She did, through to the quake they’d felt just as he’d ridden up. He listened without further interruption, although his eyebrows lifted when she told him of the whisper that had woken her, and then again when she spoke of the sensation of being rejected when she tried to reach the Road.

“It’s odd,” he said when she finally ran out of things to say, lapsing into an exhausted silence. “After the past few months, I’d have sworn I’d never utter those words again, but that is . . . indisputably odd. Then again, the hotlands have a reputation that reaches all the way to the Mudwater.”

“The whatlands?” Isobel was certain she’d never heard that name before.

“I told you that past here, the land’s riddled with hot springs?”

She frowned, then nodded, remembering.

“They’re not like the springs we saw down south, where you can dip a toe in, maybe even bathe.
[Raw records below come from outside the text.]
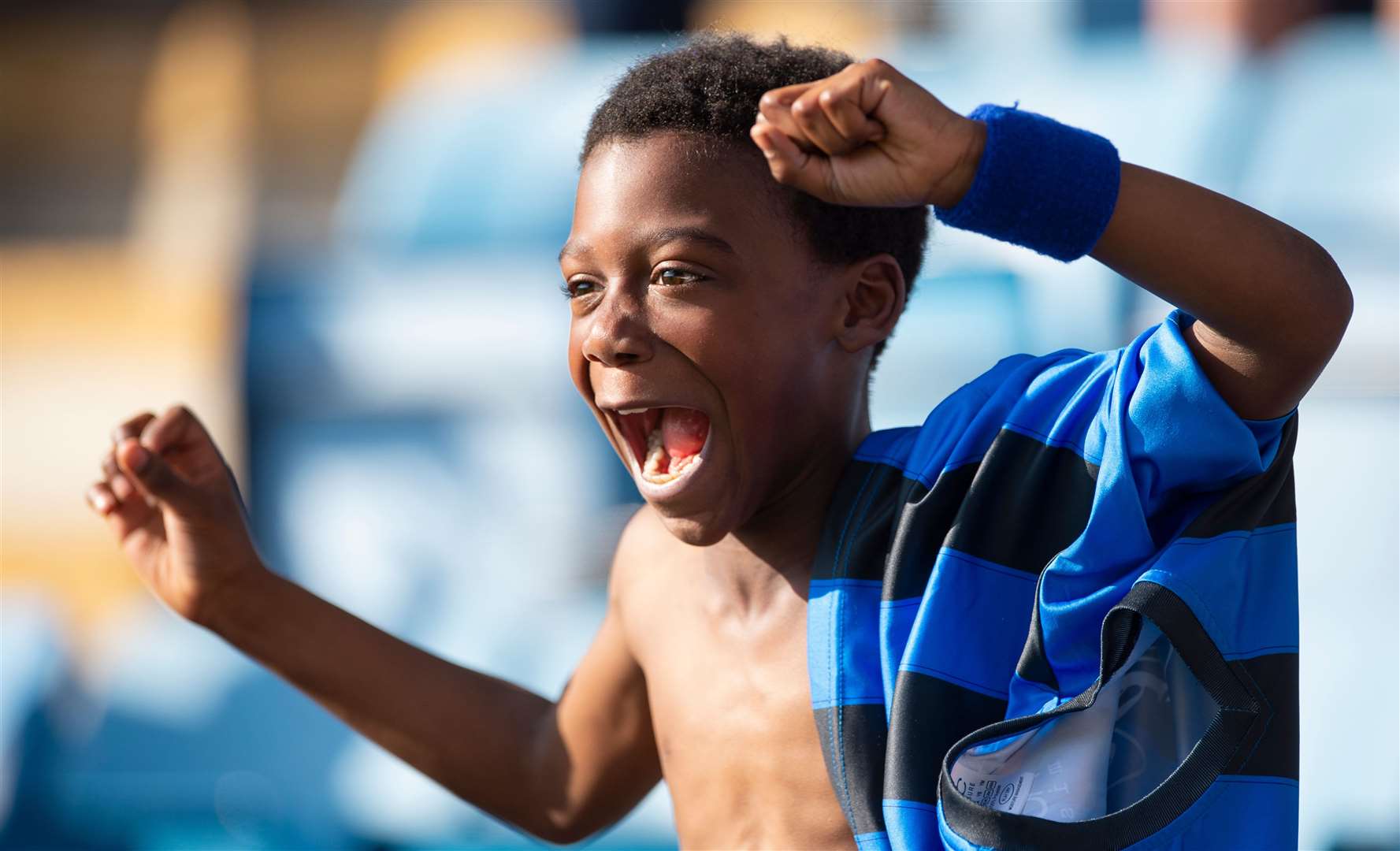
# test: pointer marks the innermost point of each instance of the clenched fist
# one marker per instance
(868, 136)
(176, 510)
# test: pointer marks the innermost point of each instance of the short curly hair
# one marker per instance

These are nasty things: you don’t always know they’re there, until suddenly the skin’s boiled off your bones.” He shoved his hand through his hair, pushing it away from his face, and grinned briefly, without humor. “Or so stories say. I never had cause to ride up there. I don’t know the peoples up there, and the tribes’ve no need of me.”
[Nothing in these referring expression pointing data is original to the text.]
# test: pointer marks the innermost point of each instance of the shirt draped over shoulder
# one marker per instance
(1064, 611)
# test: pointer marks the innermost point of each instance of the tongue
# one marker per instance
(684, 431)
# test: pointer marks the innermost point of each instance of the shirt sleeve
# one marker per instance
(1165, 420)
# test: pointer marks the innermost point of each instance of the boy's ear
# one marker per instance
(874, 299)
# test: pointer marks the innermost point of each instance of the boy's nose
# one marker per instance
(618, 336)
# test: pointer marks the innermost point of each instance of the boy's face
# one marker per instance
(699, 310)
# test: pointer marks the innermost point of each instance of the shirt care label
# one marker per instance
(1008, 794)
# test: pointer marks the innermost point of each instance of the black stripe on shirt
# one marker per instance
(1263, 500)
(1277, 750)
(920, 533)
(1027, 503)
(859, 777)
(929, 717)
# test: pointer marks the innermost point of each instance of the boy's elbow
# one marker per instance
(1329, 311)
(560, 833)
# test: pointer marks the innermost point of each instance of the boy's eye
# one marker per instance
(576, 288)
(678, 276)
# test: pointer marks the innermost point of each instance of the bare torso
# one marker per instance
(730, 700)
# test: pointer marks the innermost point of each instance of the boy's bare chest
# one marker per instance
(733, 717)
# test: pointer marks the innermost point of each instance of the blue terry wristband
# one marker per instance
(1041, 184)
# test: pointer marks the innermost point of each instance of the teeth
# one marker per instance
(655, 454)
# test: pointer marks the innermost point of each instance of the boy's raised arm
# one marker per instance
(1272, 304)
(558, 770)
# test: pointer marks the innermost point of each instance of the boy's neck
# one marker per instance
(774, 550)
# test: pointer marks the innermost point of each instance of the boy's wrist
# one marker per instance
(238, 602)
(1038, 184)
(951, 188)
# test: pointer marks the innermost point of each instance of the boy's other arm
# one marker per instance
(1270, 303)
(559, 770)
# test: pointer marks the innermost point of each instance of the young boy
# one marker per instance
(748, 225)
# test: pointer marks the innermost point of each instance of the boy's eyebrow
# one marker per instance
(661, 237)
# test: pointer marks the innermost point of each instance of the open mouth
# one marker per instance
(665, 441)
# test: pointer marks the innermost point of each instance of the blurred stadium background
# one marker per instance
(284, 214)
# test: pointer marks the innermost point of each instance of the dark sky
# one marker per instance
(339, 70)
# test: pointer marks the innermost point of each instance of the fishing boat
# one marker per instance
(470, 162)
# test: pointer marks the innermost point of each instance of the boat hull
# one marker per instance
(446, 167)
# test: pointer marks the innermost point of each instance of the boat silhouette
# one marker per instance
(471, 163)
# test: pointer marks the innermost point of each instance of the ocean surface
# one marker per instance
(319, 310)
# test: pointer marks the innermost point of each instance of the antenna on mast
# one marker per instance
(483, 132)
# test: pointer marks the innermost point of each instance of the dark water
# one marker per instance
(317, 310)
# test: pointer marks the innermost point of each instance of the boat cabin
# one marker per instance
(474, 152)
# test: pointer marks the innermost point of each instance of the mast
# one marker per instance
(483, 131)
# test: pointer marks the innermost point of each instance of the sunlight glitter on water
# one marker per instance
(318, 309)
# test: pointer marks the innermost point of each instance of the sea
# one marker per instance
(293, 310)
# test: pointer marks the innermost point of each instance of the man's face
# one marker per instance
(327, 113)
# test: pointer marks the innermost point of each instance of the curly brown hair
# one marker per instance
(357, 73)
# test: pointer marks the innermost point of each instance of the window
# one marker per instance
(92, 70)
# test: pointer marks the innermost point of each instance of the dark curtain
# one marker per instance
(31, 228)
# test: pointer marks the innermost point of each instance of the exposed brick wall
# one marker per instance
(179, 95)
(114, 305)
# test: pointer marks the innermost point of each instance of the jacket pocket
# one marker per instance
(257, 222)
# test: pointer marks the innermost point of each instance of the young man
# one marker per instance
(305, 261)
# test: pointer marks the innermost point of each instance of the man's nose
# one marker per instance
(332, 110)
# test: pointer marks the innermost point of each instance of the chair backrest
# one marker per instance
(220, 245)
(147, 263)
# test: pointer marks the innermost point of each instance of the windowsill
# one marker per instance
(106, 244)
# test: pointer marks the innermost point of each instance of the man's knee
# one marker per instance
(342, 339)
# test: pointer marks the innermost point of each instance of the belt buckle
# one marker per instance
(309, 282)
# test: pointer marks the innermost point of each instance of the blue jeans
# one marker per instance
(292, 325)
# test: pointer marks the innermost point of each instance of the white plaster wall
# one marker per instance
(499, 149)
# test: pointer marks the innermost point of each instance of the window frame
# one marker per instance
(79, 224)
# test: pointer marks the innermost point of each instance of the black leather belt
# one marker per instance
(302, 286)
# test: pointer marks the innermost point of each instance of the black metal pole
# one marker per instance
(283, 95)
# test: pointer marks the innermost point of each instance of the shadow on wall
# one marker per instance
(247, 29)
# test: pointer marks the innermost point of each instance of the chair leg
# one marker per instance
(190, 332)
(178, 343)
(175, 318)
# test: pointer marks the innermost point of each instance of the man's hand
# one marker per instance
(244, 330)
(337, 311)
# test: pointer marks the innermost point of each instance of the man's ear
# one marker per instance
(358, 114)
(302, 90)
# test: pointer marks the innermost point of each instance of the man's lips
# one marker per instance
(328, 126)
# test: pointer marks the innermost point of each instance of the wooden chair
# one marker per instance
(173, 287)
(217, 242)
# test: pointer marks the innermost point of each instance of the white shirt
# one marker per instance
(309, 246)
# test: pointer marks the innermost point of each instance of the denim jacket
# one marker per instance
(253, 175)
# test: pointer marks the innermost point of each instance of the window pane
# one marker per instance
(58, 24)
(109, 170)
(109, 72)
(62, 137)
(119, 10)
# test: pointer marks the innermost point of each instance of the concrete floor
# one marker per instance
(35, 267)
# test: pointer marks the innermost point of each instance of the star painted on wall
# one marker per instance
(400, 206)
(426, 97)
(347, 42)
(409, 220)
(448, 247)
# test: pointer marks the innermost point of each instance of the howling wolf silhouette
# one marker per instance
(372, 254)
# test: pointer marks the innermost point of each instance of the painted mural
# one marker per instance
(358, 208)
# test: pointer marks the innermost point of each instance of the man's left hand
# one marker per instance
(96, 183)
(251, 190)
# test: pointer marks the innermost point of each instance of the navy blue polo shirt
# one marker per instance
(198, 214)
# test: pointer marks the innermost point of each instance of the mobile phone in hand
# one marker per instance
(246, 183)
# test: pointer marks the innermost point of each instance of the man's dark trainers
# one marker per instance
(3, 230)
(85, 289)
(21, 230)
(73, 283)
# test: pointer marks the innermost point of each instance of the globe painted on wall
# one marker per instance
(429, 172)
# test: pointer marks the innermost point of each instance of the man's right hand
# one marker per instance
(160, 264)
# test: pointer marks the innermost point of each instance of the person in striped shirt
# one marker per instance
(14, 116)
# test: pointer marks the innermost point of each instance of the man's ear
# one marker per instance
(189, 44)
His services as an advocate, he meant. Gabriel had trained for the law back East, had been riding circuit when they met, doing small services for people as needed ’em, although she’d never quite understood what those things were. Here, if there was an argument that couldn’t be settled, the marshals got involved, and if someone got hurt, or you needed to formalize a thing, then you went before a judge, like she did with her contract. Not so much need for an advocate, but Gabriel didn’t seem to lack for folk to visit everywhere they’d gone.

“You think it’s connected? The quakes, and the . . . the quietness, up that way?”

“Don’t know.” He sat down opposite her, wincing a little as he leaned against his pack, stretching his legs out in front of him. “Might be nothing, might be you just being tired, might be something. But if we’re going up thataway, which it seems we are, we’ll find out ourselves, won’t we?”

She narrowed her eyes at him, the memory of the ground shaking still too near for joking. “You needn’t look so pleased about it,” she muttered. “The ground moved.” The ground moved and the Road was silent, and something had scraped the power from this valley, and who knows how far beyond. And he was looking pleased.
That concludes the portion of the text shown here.